The new prime minister, Malcolm Turnbull, described reports of rape on Nauru as very alarming and said that the government was committed to ensuring the safety and security of all refugees living in the community.

But in Parliament, he restated that the government’s hard-line policy had stopped people from drowning at sea.

This month, the centre on Nauru granted detainees freedom of movement on the island.

But advocates for the migrants say that even those who, like Abyan, live outside the detention centre face long periods in difficult conditions, inadequate health care and the risk of violence.

Ian Rintoul, a spokesman for the Refugee Action Coalition, said that Abyan fled persecution and sexual violence in Somalia, where he said much of her family was killed in 2007 during the government’s war with Islamist militants.

Rintoul, who met with Abyan during her short stay in Sydney last week, said she was deeply distressed at her situation.

“It is impossible to describe her anguish,” he said.

“The cultural shame of what has happened to her, and her humiliation at the hands of the Australian government, which has sent her back to where she was raped.”

Australia’s immigration minister, Peter Dutton, said that Abyan had decided against an abortion after meeting with doctors and nurses at the Sydney detention centre.

“After that decision was made, after the lady made the decision, having received all that consultation, the decision was then made to airlift the lady back to Nauru,” Dutton told ABC Radio.

But her attorney, George Newhouse, said that Abyan had been “in no fit state to do anything” during her brief stay at the Villawood detention centre in Sydney.

“She was unfit to fly to Australia,” Newhouse said, adding that she had lost nearly 10kg in weight.

“It took two days in emergency in the Nauruan hospital for them to get her in a state to come to Australia. And what she simply had said to the nurse at Villawood was that I can’t have the operation today, I’m not well enough mentally and physically.

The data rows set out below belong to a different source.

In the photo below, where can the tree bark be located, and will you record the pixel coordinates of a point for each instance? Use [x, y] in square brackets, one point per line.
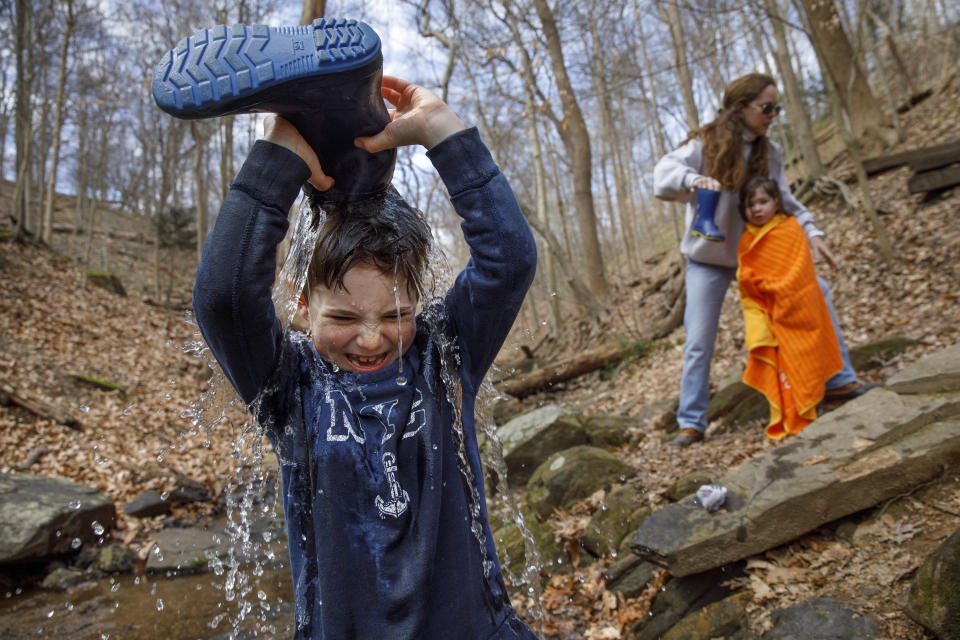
[796, 111]
[312, 9]
[23, 133]
[576, 139]
[47, 233]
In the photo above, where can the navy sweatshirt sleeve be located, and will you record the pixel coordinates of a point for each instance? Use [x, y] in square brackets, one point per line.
[231, 296]
[487, 295]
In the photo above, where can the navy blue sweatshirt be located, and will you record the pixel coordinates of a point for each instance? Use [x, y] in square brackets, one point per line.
[384, 501]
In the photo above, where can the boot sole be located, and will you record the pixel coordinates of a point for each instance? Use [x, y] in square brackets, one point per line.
[236, 69]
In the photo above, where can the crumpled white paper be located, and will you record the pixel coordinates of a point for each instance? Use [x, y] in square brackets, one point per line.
[711, 497]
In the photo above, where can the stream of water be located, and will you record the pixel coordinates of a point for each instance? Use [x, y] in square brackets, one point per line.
[247, 591]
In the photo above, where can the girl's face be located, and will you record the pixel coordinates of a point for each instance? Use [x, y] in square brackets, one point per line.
[761, 208]
[760, 112]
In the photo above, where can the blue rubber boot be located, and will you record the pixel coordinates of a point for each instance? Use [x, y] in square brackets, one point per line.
[324, 78]
[703, 225]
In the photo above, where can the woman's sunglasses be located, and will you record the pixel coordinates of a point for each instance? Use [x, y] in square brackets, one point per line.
[768, 108]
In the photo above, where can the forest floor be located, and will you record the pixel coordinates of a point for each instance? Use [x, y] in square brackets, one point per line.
[52, 330]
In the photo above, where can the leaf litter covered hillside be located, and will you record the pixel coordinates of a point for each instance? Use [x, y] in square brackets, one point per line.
[140, 437]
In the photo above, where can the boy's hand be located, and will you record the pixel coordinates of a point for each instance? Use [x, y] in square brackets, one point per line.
[419, 117]
[279, 131]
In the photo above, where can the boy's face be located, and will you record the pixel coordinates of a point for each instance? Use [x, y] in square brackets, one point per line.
[761, 208]
[358, 327]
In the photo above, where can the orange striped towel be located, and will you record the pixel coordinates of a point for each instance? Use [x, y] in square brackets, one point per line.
[793, 347]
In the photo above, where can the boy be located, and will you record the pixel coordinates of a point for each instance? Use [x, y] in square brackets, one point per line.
[384, 504]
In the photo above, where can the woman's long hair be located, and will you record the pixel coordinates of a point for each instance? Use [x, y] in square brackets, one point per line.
[723, 137]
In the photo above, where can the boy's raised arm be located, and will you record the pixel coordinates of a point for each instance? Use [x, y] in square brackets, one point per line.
[232, 295]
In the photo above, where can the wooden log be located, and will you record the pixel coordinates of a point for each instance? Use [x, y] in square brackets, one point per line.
[528, 383]
[937, 179]
[937, 153]
[38, 407]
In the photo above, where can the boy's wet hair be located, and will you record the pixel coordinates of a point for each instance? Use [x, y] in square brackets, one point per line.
[384, 232]
[760, 182]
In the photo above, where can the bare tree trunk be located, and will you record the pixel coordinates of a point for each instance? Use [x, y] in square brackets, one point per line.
[529, 85]
[576, 138]
[671, 14]
[844, 67]
[796, 111]
[312, 9]
[651, 113]
[47, 226]
[200, 182]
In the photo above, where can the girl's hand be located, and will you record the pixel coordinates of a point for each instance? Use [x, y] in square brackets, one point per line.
[418, 117]
[279, 131]
[705, 182]
[818, 246]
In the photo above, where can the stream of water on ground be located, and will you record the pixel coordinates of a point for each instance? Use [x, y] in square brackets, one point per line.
[247, 592]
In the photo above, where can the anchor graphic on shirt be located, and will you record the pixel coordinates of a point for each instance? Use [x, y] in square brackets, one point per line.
[396, 504]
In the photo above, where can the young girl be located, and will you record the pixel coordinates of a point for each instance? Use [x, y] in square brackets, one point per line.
[793, 348]
[723, 155]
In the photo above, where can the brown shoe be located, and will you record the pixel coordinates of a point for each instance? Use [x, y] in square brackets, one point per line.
[687, 437]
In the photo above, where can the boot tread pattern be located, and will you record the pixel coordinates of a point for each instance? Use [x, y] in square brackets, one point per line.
[227, 62]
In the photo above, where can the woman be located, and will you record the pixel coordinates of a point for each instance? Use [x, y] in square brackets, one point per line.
[724, 155]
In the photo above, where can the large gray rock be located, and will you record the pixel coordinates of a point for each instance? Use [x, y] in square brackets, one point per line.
[934, 599]
[572, 475]
[935, 373]
[822, 619]
[42, 516]
[871, 449]
[186, 550]
[611, 522]
[725, 618]
[531, 438]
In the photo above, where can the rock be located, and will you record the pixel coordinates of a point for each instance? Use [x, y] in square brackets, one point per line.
[935, 373]
[725, 618]
[62, 579]
[185, 550]
[821, 619]
[572, 475]
[533, 437]
[873, 354]
[512, 551]
[629, 575]
[107, 281]
[873, 448]
[116, 558]
[682, 596]
[686, 485]
[42, 516]
[608, 431]
[934, 599]
[148, 504]
[728, 398]
[611, 523]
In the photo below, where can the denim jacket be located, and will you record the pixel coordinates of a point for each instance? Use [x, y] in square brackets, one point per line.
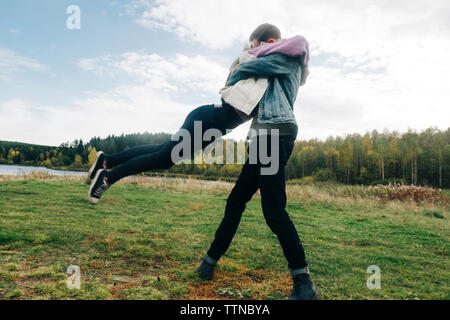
[284, 74]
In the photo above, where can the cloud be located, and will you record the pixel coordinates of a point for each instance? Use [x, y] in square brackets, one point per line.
[12, 62]
[148, 102]
[375, 63]
[197, 74]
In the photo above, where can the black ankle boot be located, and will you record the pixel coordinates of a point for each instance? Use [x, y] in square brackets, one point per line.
[206, 269]
[303, 288]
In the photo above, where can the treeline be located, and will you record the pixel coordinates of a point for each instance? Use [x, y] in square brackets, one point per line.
[410, 158]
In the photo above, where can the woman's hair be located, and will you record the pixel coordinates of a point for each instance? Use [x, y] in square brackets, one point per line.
[264, 32]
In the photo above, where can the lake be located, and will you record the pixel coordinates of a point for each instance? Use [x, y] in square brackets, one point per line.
[22, 170]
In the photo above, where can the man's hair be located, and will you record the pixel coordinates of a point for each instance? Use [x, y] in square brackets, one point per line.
[264, 32]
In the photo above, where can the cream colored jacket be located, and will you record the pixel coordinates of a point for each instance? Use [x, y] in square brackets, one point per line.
[245, 94]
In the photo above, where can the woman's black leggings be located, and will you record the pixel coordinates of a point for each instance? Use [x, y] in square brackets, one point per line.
[159, 156]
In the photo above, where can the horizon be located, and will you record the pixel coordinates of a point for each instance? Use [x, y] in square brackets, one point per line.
[142, 66]
[344, 136]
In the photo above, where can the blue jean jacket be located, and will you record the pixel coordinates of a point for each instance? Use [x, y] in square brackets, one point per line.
[284, 73]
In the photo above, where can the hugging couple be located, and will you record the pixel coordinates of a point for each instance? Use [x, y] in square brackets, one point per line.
[262, 85]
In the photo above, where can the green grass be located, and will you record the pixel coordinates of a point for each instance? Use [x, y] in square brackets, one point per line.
[144, 240]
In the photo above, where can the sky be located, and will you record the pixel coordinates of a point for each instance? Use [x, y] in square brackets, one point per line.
[142, 66]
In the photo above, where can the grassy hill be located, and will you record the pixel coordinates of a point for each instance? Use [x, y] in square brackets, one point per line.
[145, 239]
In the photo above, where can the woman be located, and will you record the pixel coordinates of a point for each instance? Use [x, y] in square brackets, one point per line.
[223, 118]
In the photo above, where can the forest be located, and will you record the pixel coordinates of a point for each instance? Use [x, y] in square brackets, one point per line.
[418, 158]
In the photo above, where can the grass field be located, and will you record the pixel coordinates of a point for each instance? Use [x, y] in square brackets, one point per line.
[146, 238]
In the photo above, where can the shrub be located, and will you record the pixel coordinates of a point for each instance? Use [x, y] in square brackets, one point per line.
[323, 175]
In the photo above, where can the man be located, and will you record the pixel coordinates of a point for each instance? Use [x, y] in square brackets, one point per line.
[273, 118]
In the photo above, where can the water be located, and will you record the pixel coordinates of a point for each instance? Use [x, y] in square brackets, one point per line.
[22, 170]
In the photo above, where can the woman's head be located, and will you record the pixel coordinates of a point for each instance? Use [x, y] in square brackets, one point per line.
[265, 33]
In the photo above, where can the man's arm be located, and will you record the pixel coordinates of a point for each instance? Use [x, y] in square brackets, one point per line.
[272, 65]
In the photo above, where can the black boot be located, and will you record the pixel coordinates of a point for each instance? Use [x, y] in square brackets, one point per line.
[303, 288]
[206, 269]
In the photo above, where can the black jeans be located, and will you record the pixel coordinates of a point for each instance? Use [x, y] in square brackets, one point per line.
[159, 156]
[273, 199]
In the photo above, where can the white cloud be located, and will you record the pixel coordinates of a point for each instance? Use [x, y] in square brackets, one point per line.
[147, 104]
[12, 62]
[198, 74]
[386, 62]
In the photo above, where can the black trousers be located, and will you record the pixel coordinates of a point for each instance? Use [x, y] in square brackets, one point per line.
[159, 156]
[273, 200]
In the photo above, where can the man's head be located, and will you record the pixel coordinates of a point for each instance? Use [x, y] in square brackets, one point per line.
[265, 33]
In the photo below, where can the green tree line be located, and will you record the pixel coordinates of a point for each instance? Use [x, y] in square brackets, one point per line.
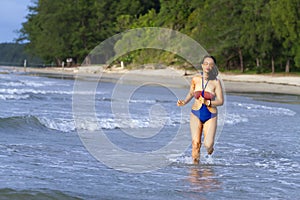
[13, 54]
[260, 35]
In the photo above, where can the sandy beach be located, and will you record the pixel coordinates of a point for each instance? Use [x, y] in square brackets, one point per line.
[171, 77]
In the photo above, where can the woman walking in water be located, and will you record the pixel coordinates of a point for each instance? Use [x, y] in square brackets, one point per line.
[208, 93]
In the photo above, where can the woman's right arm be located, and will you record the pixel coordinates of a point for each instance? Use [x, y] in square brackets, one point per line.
[189, 96]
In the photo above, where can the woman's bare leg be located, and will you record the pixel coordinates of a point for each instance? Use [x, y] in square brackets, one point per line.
[196, 133]
[209, 131]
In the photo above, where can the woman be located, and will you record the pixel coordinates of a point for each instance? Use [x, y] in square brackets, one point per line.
[208, 94]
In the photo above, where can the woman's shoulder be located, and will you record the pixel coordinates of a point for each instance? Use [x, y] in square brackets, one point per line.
[197, 76]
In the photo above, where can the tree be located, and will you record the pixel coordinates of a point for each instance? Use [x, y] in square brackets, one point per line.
[286, 23]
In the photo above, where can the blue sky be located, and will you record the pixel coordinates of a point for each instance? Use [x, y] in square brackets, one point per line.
[12, 14]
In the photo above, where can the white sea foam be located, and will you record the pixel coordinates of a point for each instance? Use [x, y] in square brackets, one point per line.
[13, 97]
[58, 124]
[256, 109]
[233, 118]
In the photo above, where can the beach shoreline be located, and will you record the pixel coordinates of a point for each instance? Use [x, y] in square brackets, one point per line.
[172, 77]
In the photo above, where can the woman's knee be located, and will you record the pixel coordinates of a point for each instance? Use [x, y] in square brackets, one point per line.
[196, 145]
[209, 144]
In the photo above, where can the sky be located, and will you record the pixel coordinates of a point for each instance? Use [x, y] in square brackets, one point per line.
[12, 15]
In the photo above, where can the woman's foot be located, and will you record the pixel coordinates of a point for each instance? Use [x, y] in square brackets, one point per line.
[210, 151]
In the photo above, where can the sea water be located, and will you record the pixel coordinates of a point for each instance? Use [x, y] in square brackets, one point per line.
[257, 154]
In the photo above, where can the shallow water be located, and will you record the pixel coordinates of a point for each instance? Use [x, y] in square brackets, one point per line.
[257, 154]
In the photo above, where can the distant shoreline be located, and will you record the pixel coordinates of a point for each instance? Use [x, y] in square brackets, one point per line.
[173, 78]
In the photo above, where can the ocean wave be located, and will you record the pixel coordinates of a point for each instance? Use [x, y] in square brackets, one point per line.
[69, 125]
[13, 97]
[232, 119]
[20, 122]
[9, 193]
[256, 109]
[33, 91]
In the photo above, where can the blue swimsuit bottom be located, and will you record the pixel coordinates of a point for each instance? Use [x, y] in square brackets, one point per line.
[204, 114]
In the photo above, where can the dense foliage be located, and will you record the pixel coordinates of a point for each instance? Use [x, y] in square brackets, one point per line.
[15, 55]
[260, 35]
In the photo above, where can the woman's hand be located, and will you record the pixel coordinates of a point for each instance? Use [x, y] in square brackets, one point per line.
[180, 103]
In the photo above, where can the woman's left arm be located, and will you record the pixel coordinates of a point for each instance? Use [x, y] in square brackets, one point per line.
[219, 100]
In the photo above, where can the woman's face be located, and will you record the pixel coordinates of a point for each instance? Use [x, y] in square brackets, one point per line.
[208, 64]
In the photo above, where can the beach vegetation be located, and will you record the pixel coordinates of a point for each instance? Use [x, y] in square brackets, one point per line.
[261, 36]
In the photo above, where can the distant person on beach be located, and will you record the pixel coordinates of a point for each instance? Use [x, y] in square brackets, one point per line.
[208, 93]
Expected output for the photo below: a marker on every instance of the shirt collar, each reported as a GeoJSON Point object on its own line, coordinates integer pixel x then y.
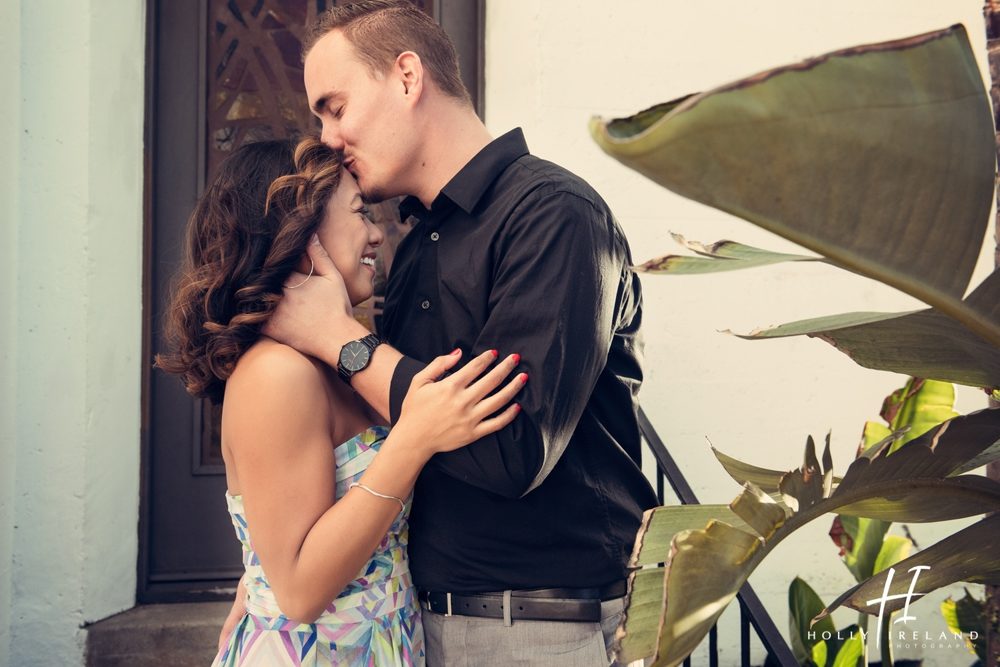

I will tell you tomorrow or the next day.”

Advocates produced what they said was a statement from Abyan, sent after she returned to Nauru, in which she asserted, in a letter that was handwritten in block letters and in broken English, that she had never said she did not want a termination.

She also said that she had not received counselling or been allowed to see her lawyer while in Sydney, and that she had seen a nurse but not a doctor.

Nauru, a desolate island just south of the Equator that was ravaged by decades of phosphate mining, has little arable land, limited fresh water and few economic prospects.

The Australia-funded detention centre, which is run by a private contractor, is one of its few employers, and critics say that Nauru’s economic dependence gives Australia effective control over the island.

“There is no one who can speak independently and with any depth on issues about the contractors or the detention centres,” said Paul Power, chief executive of the Refugee Council of Australia. “They are closed to any outside scrutiny that would ensure a healthier set of arrangements.”

Triggs, of the Australian Human Rights Commission, said the uncertainty surrounding Abyan’s case underscored what she called the “core problem” of secrecy at the offshore detention centres, where a law passed this year makes it illegal for workers to disclose what happens there.

On Tuesday, The Australian, a leading newspaper, reported that it had interviewed Abyan on Nauru, where she is living with a Somali roommate in a makeshift accommodation. She told the newspaper that she still wanted to have an abortion.

“But I don’t want Australia,” it quoted her as saying. “I want to go to another country.”